Sanık Ali Müfit Gürtuna, Mülkiye Müfettişine sunduğu yazılı savunmada özetle; söz konusu plan değişikliklerine ilişkin İstanbul Büyükşehir Belediye Meclisinin kararlarından ilkinin 05.01.1998 tarihinde dönemin Büyükşehir Belediye Başkanı Recep Tayip Erdoğan tarafından, ikinci kararın ise 07.08.2000 tarihinde Başkan Vekili tarafından onaylandığını, soruşturma konusu edilen her iki nazım ve uygulama imar planının yürürlüğe girmesindeki idari işlemler ve buna dayalı uygulama işlemlerinden sorumlu tutulmasının hukuken olanaksız olduğunu, ilgili birimlerde yaptırdığı inceleme sonucuna göre de İstanbul 6. İdare Mahkemesinin yürütmenin durdurulması kararının Belediyeye tebliğ olunması üzerine yasal sürede itirazda bulunduklarını, ancak Bölge İdare Mahkemesince itirazlarının ret olunduğunu ve ilgili birimlere iletildiğini, Yıldız Teknik Üniversitesi öğretim üyelerine hazırlattıkları bir inceleme raporuna dayanarak yeniden keşif yapılması talebinde bulundularsa da 6. İdare Mahkemesince 22.11.1999 tarihinde 1/1000 ve 1/5000 ölçekli planların iptaline karar verildiğini, bu kararın 10.05.2000 tarihinde Danıştay tarafından onandığını, bu karara karşı da karar düzeltme talebinde bulunduklarını ve sonuçlanmadığını, bu arada da yürütmenin durdurulmasına ilişkin kararın tebliğinden itibaren değerlendirmeye alınarak işlem tesis edildiğini, plana dayalı yapılan imalatın yasal süre içerisinde durdurulduğunu ve o tarihten sonra hiçbir imalat yapılmadığını, bu konuda ilgili firmaya 26.04.1999 tarihinde yazı yazıldığını, daha sonra iptal kararı doğrultusunda imar planlarında yeniden yapılan değişikliğin 05.09.2000 tarihinde Belediye Başkan Vekili tarafından onandığını, bu plan değişikliğinin de dava konusu yapıldığını, gerek İstanbul Valiliği, gerekse kendisi tarafından yayınlanan çeşitli genelgelerde yargı kararlarının uygulanmasında çabukluk ve titizlik gösterilmesi gerektiği hususunun teşkilata duyurulduğunu, dava konularının imar planı iptali ile ilgili olması nedeniyle kararları uygulamak üzere yapılacak işlemlerin ayrıntılı ve zaman gerektiren işlemler olmasının dikkate alınması gerektiğini, kaldı ki bu süreçte farklı yargı karalarının da çıkabildiğini, bütün bu olumsuzluklara rağmen gerek imar planları gerekse diğer işlemler hakkında verilen her türlü karara titizlikle ve süresi içerisinde uyulmaya çalışıldığını belirtmiş ve bu savunması ile ilgili belge örneklerini de dilekçesine eklemiştir.

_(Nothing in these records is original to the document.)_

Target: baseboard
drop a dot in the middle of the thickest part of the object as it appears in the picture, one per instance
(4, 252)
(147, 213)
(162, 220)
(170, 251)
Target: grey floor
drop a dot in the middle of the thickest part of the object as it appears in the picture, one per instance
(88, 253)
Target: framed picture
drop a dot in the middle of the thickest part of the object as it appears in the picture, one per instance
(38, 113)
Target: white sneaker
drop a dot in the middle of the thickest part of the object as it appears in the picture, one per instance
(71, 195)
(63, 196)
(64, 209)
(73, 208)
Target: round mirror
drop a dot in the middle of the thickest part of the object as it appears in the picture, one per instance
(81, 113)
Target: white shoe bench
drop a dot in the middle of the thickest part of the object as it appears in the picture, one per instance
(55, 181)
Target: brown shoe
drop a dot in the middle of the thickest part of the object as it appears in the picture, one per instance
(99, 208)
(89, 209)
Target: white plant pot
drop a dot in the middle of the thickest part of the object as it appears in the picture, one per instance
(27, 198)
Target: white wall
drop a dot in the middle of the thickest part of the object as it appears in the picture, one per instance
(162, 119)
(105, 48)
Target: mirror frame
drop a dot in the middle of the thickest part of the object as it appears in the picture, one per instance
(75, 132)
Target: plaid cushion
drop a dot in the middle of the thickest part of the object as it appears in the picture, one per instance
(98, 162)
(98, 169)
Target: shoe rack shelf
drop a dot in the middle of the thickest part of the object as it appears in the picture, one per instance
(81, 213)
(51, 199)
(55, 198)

Duruşmada, atılı suçlamayı kabul etmediğini, yaptığı görev esnasında tamamen hukuka, yasalara ve mahkeme kararlarına uygun olarak görevini en iyi şekilde yerine getirdiğini, bu hususta çeşitli genelgeler yayınladığını, mahkeme kararından itibaren projeye ara verilmiş olduğunu, bu güne kadar da aynı şekilde bekletilmekte olduğunu söylemiş ve yazılı savunmasında da; söz konusu planlar 26.02.1998 tarihinde onandığından davanın bu tarih nazara alındığında zamanaşımına uğradığını, kaldı ki 4616 sayılı Yasa kapsamında olduğunu, 2577 sayılı İdari Yargılama Usulü Yasasının 28. maddesi gereğince yargı kararlarının uygulanması için bizzat tüm birimlere tebliğler yayınladığı gibi, İstanbul Valiliği tarafından Belediyeye gönderilen bu madde ile ilgili yazıların da tüm birimlere gönderilerek gereklerine göre işlem yapılması talimatı verdiğini, dava konusu yürütmenin durdurulması kararının uygulanması konusunda Büyükşehir Belediyesinin bir yetkisi bulunmadığını, 3030 sayılı Yasanın uygulanması ile ilgili yönetmeliğin 10. maddesi gereğince imar uygulamaları konusunda görev ve yetkinin ilçe belediyelerinde olduğunu, yürütmenin durdurulması kararının verildiği davada aynı zamanda Maltepe Belediyesinin de davalı olduğundan bu kararın bu Belediyeye de tebliğ edilmiş olduğunu, dolayısıyla yürütmenin durdurulması kararı gereğince işlem yapma zorunluluğu ve sorumluluğunun Maltepe Belediyesine ait olduğunu, öte yandan inşaatı yapan firmaya korkuluk yapılmasına ilişkin yazılan yazının güvenlik nedeniyle, vatandaşların can güvenliğinin sağlanması için zorunluluk gereği yazıldığını, kaldı ki olayda belediyenin zarara uğratılmasının söz konusu olmadığını, suçun manevi öğesi olan özel kastı bulunmadığından beraatına karar verilmesini talep ettiğini bildirmiştir.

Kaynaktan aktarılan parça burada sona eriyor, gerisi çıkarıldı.